Someone asked me the following question this week: “Where is the best place to start data profiling for the first time?”.
One obvious answer is “where most data quality issues are,” but that’s not much help when you’re starting out, so the advice I gave was to “check your data plumbing.”
Several years ago we bought a “fixer-upper” in a bid to build the house of our dreams. 3 years on (and 3 years behind schedule) we eventually got around to the plumbing. In short, it’s a nightmare. Every 5 minutes the plumber comes thundering down the ladder with those chilling words “… you’ll never <expletive> believe what the previous owners have done in the loft/kitchen/lounge/dining room…”
You get the picture…
The reason I tell people to inspect their data plumbing first is that, like my ageing home plumbing, people take short cuts over time. Also, as time goes by, more and more temporary fixes and connections are added to the data landscape and issues start to creep in.
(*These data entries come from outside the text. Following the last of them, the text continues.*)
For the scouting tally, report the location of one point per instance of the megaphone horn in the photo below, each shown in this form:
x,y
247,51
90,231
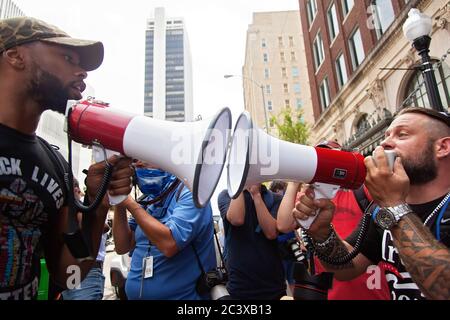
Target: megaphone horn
x,y
193,151
256,157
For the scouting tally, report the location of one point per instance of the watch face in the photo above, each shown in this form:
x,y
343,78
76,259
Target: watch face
x,y
385,219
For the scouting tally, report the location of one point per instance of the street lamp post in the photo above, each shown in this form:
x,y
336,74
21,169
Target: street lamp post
x,y
417,30
266,117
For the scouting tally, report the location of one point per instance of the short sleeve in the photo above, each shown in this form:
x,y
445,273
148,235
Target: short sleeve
x,y
186,219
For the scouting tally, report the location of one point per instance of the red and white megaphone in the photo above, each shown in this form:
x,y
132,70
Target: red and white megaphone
x,y
193,151
256,157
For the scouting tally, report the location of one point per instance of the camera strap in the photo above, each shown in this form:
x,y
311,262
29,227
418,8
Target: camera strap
x,y
198,259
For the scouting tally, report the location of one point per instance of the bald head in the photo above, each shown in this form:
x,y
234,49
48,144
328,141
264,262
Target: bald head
x,y
436,123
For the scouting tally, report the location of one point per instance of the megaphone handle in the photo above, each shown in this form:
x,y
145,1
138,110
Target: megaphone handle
x,y
322,191
99,155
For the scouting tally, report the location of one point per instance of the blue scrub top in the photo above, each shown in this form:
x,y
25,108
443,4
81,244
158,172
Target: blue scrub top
x,y
174,278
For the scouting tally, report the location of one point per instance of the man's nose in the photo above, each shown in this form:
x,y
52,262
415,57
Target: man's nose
x,y
387,143
81,73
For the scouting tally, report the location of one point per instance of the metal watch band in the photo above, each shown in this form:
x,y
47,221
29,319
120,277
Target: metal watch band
x,y
400,211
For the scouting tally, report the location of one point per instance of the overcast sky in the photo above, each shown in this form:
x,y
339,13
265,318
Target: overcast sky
x,y
216,29
217,33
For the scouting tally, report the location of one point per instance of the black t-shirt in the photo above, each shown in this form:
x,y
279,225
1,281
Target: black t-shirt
x,y
31,190
379,247
254,262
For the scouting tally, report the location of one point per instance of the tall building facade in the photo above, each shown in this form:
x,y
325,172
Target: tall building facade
x,y
168,92
8,9
362,68
275,73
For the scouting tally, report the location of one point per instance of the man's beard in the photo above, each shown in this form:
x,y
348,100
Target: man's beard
x,y
48,91
423,168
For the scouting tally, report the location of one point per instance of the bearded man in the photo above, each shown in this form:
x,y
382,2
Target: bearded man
x,y
410,231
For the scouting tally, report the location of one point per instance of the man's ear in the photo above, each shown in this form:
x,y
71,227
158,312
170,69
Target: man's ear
x,y
14,57
443,148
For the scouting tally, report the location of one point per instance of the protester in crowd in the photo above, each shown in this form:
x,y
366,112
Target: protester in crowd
x,y
347,216
171,239
253,259
41,68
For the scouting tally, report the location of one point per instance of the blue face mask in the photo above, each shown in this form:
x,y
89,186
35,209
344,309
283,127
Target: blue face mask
x,y
153,182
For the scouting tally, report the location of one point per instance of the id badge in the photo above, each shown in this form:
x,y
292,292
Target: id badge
x,y
147,267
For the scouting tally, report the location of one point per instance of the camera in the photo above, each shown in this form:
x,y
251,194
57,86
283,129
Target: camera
x,y
214,283
308,287
296,251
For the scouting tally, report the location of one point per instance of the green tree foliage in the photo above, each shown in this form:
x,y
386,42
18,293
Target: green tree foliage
x,y
290,126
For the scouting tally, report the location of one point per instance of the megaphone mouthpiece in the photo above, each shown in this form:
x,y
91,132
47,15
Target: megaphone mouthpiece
x,y
193,151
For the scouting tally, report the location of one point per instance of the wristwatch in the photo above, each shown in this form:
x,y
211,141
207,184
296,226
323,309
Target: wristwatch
x,y
388,217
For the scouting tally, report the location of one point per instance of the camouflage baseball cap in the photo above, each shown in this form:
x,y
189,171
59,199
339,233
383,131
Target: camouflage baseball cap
x,y
17,31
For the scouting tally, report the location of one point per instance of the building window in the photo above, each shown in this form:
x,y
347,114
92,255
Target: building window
x,y
341,71
383,15
311,8
333,22
347,6
280,42
356,49
263,43
319,52
362,125
324,94
420,98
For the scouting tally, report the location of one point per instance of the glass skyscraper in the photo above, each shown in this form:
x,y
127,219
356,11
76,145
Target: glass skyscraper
x,y
168,70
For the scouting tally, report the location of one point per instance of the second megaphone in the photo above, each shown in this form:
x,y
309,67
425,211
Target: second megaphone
x,y
193,151
256,157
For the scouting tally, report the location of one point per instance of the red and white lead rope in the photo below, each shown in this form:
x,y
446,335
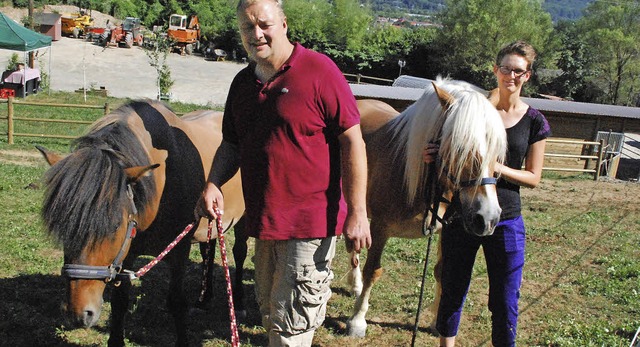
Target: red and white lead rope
x,y
235,340
143,270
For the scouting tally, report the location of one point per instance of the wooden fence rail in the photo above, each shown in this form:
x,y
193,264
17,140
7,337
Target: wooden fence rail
x,y
597,155
11,119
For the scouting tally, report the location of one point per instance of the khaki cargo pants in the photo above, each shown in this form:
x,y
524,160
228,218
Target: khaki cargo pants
x,y
293,279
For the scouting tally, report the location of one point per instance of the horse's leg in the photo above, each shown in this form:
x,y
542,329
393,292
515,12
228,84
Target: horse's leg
x,y
119,307
208,254
437,275
357,324
176,300
239,256
355,275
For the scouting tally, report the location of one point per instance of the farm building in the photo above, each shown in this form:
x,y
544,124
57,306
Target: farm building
x,y
617,126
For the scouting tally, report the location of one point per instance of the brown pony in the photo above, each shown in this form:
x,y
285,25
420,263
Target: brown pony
x,y
128,188
471,137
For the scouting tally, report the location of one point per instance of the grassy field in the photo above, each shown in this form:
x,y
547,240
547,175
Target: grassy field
x,y
581,285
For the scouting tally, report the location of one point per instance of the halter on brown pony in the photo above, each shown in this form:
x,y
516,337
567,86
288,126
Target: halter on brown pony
x,y
138,172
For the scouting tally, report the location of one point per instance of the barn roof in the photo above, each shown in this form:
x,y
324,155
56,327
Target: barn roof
x,y
409,88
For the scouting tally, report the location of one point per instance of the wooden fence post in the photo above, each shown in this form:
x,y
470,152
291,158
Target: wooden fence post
x,y
10,120
599,160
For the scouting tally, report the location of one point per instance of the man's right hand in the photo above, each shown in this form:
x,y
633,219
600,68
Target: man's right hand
x,y
210,200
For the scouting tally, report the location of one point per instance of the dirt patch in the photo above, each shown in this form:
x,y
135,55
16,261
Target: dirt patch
x,y
73,64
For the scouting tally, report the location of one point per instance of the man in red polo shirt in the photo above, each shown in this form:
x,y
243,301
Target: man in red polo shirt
x,y
292,125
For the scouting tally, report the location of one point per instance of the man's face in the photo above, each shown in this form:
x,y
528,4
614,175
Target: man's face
x,y
263,29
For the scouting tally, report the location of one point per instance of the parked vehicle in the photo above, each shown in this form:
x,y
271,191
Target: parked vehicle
x,y
128,33
75,24
184,32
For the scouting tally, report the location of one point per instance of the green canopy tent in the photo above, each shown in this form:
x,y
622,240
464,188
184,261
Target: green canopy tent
x,y
15,37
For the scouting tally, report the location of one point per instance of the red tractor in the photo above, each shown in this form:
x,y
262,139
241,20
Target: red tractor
x,y
128,33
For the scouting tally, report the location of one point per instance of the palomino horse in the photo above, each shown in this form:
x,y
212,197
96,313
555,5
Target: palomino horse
x,y
471,136
128,188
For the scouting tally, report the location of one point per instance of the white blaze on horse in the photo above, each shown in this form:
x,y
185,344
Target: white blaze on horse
x,y
128,188
472,139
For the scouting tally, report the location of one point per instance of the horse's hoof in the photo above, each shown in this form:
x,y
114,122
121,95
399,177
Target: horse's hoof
x,y
356,331
241,315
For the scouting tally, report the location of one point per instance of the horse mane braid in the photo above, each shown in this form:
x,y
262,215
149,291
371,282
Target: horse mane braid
x,y
86,191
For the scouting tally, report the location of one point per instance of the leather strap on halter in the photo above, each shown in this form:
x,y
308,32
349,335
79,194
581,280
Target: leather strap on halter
x,y
113,271
106,273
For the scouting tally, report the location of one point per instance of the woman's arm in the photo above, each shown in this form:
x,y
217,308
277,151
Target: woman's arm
x,y
530,176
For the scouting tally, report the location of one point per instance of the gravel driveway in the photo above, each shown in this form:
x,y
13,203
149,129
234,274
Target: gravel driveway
x,y
126,72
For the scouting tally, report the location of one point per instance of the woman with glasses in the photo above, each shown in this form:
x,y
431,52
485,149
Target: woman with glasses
x,y
527,130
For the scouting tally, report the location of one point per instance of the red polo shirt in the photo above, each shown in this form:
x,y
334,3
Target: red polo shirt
x,y
286,130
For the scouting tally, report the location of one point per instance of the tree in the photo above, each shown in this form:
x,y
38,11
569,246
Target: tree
x,y
474,31
573,62
612,30
308,22
157,56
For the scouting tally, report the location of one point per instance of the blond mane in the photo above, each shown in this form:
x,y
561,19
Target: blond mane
x,y
470,130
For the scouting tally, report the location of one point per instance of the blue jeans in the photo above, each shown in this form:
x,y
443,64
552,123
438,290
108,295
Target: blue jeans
x,y
504,253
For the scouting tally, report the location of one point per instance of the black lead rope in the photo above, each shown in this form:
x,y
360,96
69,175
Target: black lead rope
x,y
431,197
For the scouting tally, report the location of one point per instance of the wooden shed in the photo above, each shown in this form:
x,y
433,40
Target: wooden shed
x,y
50,24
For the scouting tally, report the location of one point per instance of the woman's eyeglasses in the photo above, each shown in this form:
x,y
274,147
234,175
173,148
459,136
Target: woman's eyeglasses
x,y
517,73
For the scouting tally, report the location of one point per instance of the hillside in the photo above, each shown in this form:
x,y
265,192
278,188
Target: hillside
x,y
559,9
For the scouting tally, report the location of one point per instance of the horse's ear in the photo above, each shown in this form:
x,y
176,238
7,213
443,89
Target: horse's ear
x,y
494,97
50,157
446,100
135,172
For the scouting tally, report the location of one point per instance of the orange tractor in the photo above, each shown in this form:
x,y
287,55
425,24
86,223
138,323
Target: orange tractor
x,y
128,33
184,33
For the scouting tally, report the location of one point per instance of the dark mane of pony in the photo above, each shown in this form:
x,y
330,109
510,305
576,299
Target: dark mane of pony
x,y
86,191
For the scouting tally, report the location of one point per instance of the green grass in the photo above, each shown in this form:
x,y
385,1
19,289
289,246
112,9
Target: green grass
x,y
581,285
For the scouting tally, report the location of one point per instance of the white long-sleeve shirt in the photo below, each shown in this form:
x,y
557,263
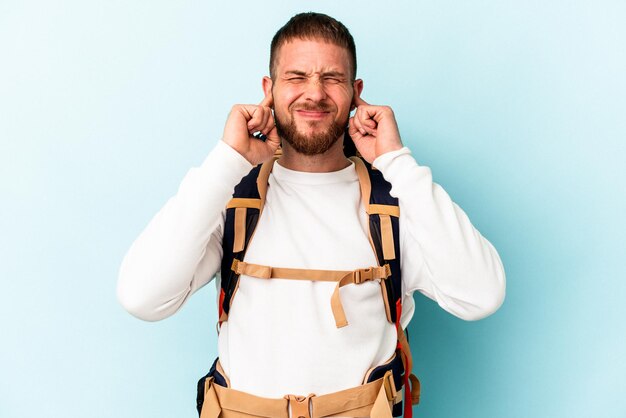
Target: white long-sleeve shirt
x,y
285,328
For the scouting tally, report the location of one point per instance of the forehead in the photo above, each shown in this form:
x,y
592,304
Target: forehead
x,y
312,56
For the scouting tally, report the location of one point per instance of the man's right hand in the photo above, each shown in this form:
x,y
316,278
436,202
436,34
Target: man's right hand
x,y
243,121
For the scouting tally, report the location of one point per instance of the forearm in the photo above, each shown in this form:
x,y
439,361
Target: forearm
x,y
172,257
446,257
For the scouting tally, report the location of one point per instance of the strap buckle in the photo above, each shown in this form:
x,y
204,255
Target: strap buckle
x,y
363,275
235,266
300,405
390,388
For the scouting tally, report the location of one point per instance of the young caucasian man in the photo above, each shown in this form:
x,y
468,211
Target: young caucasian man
x,y
313,329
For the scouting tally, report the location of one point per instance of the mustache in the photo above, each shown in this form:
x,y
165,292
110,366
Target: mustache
x,y
319,107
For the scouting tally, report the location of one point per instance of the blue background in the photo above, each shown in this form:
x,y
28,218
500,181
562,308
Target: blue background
x,y
519,107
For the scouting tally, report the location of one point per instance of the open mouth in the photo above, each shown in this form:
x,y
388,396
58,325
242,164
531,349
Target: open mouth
x,y
312,114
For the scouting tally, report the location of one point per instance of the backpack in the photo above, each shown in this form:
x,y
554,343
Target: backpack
x,y
242,215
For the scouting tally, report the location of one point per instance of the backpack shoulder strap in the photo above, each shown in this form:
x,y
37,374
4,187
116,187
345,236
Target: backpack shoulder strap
x,y
384,231
242,214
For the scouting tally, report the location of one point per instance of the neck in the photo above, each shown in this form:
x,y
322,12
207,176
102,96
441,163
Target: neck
x,y
332,160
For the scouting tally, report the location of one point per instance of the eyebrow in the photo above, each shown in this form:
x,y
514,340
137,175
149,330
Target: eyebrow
x,y
323,74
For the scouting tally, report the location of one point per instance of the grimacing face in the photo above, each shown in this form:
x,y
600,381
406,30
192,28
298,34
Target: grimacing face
x,y
312,93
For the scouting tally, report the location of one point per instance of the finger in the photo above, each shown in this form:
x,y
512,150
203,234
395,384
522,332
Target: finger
x,y
358,125
256,119
364,121
269,124
359,102
268,101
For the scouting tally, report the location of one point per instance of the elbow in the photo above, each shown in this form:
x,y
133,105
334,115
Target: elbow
x,y
487,307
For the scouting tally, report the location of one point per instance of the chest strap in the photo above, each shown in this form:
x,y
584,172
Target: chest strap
x,y
342,278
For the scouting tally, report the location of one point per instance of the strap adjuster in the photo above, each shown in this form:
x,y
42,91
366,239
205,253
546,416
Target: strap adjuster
x,y
300,405
390,387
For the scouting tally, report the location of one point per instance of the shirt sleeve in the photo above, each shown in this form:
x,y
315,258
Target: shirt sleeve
x,y
443,255
180,250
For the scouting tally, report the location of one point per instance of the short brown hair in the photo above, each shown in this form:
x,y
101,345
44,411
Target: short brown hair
x,y
316,26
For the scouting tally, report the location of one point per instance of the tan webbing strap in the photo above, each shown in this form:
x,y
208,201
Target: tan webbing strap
x,y
234,403
364,182
342,278
372,399
391,210
210,406
261,181
240,229
240,202
407,360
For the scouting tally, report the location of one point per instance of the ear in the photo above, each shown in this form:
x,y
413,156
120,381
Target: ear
x,y
358,88
267,88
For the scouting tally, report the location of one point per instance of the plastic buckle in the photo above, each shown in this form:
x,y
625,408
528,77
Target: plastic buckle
x,y
363,275
387,270
235,266
300,405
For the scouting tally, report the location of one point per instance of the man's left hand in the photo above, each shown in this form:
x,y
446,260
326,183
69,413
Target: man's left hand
x,y
374,130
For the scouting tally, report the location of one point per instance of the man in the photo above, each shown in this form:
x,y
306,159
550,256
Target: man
x,y
283,331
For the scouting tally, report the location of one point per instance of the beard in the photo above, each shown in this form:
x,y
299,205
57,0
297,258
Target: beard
x,y
314,143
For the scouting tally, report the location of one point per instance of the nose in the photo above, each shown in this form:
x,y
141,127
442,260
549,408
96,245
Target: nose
x,y
314,90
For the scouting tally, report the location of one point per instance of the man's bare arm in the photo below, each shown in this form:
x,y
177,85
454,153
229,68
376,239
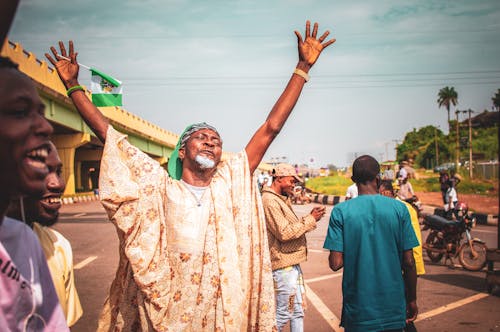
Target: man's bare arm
x,y
68,72
309,51
336,260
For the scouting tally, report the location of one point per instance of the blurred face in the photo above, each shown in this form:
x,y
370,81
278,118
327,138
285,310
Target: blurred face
x,y
46,210
203,148
24,132
287,183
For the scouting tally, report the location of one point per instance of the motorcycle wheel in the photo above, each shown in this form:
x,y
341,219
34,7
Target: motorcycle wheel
x,y
434,241
468,261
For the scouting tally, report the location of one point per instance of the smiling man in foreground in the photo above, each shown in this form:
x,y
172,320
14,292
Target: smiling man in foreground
x,y
193,243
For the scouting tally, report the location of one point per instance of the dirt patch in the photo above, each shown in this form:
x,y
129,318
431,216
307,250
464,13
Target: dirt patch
x,y
477,203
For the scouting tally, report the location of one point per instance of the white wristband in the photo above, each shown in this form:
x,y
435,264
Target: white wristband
x,y
302,74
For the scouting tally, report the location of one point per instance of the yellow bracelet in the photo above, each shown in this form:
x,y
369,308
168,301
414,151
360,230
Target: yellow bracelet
x,y
73,89
302,74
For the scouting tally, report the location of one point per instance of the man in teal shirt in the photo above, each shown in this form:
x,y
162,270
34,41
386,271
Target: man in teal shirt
x,y
372,238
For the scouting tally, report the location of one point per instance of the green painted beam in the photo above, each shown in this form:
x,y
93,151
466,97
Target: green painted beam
x,y
67,116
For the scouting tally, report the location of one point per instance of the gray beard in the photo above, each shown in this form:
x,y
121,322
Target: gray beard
x,y
204,162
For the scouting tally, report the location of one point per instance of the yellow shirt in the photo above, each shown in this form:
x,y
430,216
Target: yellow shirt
x,y
186,263
59,256
417,251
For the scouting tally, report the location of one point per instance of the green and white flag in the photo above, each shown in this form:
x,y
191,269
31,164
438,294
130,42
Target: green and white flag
x,y
106,90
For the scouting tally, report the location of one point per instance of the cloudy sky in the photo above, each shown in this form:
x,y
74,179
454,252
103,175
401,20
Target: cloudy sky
x,y
227,62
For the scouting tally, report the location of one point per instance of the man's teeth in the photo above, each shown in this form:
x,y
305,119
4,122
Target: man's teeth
x,y
40,153
52,200
37,164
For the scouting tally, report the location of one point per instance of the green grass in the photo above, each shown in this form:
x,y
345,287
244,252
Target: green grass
x,y
330,185
337,185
In plumbing, problems occur where you joint a pipe to another pipe or system. This creates a point of weakness because the interface between the two connections will eventually deteriorate.
This happens in data plumbing all the time.
ETL specifications become out of date. Data dictionaries lose touch with reality. Coding hacks and temporary fixes become permanent fixtures. Over time changes to data rules, application designs and feed formats take a toll on the quality of data flowing across these “plumbing joints.”
Given the high volumes of data we now have, it is often difficult for companies to spot issues across these connection points. A lot of companies I’ve worked with in the past have only performed rudimentary record counts and sporadic auditing, making it very easy for problems to slip through unnoticed.
Data profiling can help in these situations. By examining data across all sides of these data connection points you can:
- Determine accurate metadata and data quality rules so you can compare and update documented standards (or create them for the first time!)
- Identify trends in quality over time, detecting the cause and date of failure
- Create accurate specifications for ongoing data quality management/monitoring (you won’t necessarily use a data profiling tool for this but it’s a great starting point)
- Highlight the need for data quality management by demonstrating the impact of ignorance
The list goes on, and maybe you can add some more of your own in the comments below, but my main point is that if you’re looking for a great starting point for your data profiling tool, then look for where the cracks are forming in your data plumbing. You can quickly pick a rich crop of low-hanging fruit and get that data quality awareness campaign off to a flying start.